"He aprendido más acerca de América en los taxis que en todas las limusinas y coches oficiales del país"
El viaje hasta Parque Patricios era largo y la noche estaba muy silenciosa... en un semáforo, el viejo taxista guardó un mazo de cartas todo grasiento en la guantera, me echó una mirada por el espejo y antes de arrancar comenzó a contar esta historia...
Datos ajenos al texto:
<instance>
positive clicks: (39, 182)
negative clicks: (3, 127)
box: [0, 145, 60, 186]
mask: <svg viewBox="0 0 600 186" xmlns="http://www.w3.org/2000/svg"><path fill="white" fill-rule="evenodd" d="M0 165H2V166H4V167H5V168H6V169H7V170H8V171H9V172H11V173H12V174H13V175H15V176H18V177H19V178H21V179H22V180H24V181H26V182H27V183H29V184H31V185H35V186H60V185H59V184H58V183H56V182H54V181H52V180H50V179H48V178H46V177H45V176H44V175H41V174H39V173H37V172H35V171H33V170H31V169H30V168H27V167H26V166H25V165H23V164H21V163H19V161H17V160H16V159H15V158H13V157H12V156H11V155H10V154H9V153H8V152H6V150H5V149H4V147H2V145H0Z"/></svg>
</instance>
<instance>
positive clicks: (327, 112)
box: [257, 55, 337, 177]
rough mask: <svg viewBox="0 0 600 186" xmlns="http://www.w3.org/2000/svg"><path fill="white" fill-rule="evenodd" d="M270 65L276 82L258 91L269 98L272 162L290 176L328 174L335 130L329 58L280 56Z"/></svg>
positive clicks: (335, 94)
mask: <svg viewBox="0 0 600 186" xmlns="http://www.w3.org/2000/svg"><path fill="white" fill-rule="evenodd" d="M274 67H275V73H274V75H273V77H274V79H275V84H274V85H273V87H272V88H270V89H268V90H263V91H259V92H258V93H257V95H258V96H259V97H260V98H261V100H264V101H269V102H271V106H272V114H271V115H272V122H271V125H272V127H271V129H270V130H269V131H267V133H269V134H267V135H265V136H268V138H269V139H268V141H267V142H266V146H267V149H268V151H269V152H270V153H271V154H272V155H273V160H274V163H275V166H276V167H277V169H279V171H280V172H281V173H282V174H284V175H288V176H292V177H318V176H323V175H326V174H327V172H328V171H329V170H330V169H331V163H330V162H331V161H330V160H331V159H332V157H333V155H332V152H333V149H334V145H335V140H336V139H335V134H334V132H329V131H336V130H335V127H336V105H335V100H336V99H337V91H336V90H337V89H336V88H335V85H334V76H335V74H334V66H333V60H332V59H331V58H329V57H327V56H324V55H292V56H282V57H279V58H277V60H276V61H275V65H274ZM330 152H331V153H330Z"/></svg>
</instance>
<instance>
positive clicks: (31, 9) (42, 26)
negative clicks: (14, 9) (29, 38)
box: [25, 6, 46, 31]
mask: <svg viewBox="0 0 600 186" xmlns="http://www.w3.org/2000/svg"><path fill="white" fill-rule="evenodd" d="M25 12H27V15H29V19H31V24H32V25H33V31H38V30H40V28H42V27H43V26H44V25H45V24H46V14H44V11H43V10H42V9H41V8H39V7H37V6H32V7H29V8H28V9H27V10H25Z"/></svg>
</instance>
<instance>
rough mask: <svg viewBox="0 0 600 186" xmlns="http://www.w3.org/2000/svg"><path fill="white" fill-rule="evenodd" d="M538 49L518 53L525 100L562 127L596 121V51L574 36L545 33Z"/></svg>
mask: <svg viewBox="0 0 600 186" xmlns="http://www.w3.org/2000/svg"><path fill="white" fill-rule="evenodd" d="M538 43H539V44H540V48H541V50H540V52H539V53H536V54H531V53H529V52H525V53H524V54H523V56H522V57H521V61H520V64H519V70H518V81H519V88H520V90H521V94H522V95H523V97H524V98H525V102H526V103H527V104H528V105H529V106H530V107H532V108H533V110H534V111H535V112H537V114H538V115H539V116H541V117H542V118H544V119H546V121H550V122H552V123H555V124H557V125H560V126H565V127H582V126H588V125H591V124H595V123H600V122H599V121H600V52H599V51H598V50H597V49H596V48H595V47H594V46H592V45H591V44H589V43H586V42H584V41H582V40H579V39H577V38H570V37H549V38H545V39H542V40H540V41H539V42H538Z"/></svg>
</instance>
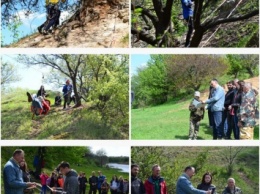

Si había algo que al ingeniero Siliberti le encantaba hacer era verduguear a los ocultistas, a los religiosos y a los que tenían creencias sobrenaturales. En los asados con sus colegas de grueso porte solía (entre discusiones y relatos ingenieriles) dedicar largos discursos a resaltar la poca inteligencia de los adeptos a tales prácticas y pensamientos. A pesar de sus largos años académicos y de profunda lectura, jamás se le había pasado por la cabeza que tal como para un microbio resultaría incomprensible la pasión de un hincha de Racing, también puede ser factible la existencia de muchas cosas en el universo que resulten incomprensibles para el ser humano. Despreciaba intensamente todo aquello que no tuviera sólidos fundamentos científicos, y nunca había creído en fantasmas, en esoterismo, en Dios o en esas cosas, hasta el día que con un inenarrable horror presenció un acontecimiento que jamás habría podido ser posible en el firme dominio del pensamiento científico: el ascensor de su departamento le dijo “usted es puto”.
Tantos
años dedicándose a motores eléctricos, servomecanismos, transformadores, y
jamás había escuchado hablar sobre un ruido así. Porque seguramente había sido
algún extraño ruido por una falla mecánica del ascensor, pensaba el gordo
Siliberti. Mejor no iba a usarlo más, a lo mejor su exceso de peso sumado a esa
falla podía terminar en tragedia. Trató de olvidar tal extraño y abominable
suceso, sin embargo en los días que siguieron bajó por la escalera. Eran sólo
dos pisos, no era tanto, aunque con el correr de los días empezó a extrañar la
comodidad y la inmediatez del elevador. Cada vez que en los pasillos captaba
algún fragmento de conversación entre sus vecinos prestaba especial atención
para ver si lograba pescar alguna queja o algún comentario sobre el ascensor
malhablado pero no pudo oír nada, sólo “las expensas, el agua, la luz, no se
puede vivir ya”, “este administrador es un forro y el hijo es un pelotudo,
seguro lo mantiene él… boludo grande”, “yo laburo, yo pago los impuestos” y
alguna vieja diciendo “a esos negros que toman droga en el camión abandonado de Paroissien hay que
matarlos a todos, esto con los militares no pasaba”. Una mañana de coraje (o de
falta de ganas de bajar la escalera, o de temor de llegar tarde al trabajo) se
aventuró a tomar el ascensor. Un tanto nervioso, Siliberti sacó su celular y
entró a su sitio de búsqueda de pareja favorito para verificar que una vez más
no había recibido ningún mensaje. Lo que más le gustaba de ese sitio era que
había un montón de mujeres buscando sexo casual, lo malo era que la mayoría
eran veganas y no lo iban a querer. Grata sorpresa fue escuchar el zumbido del
motor, los ruidos de siempre y nada más. Cuando se dio cuenta, ya estaba en la
planta baja. El día laboral en la planta fue productivo, apasionante y
terriblemente aburrido. El tema fue cuando, totalmente desentendido ya de su
breve caída a las garras del esoterismo y las creencias ilógicas y
disponiéndose a bajar del ascensor, la misma voz susurró “usted es gordo puto”.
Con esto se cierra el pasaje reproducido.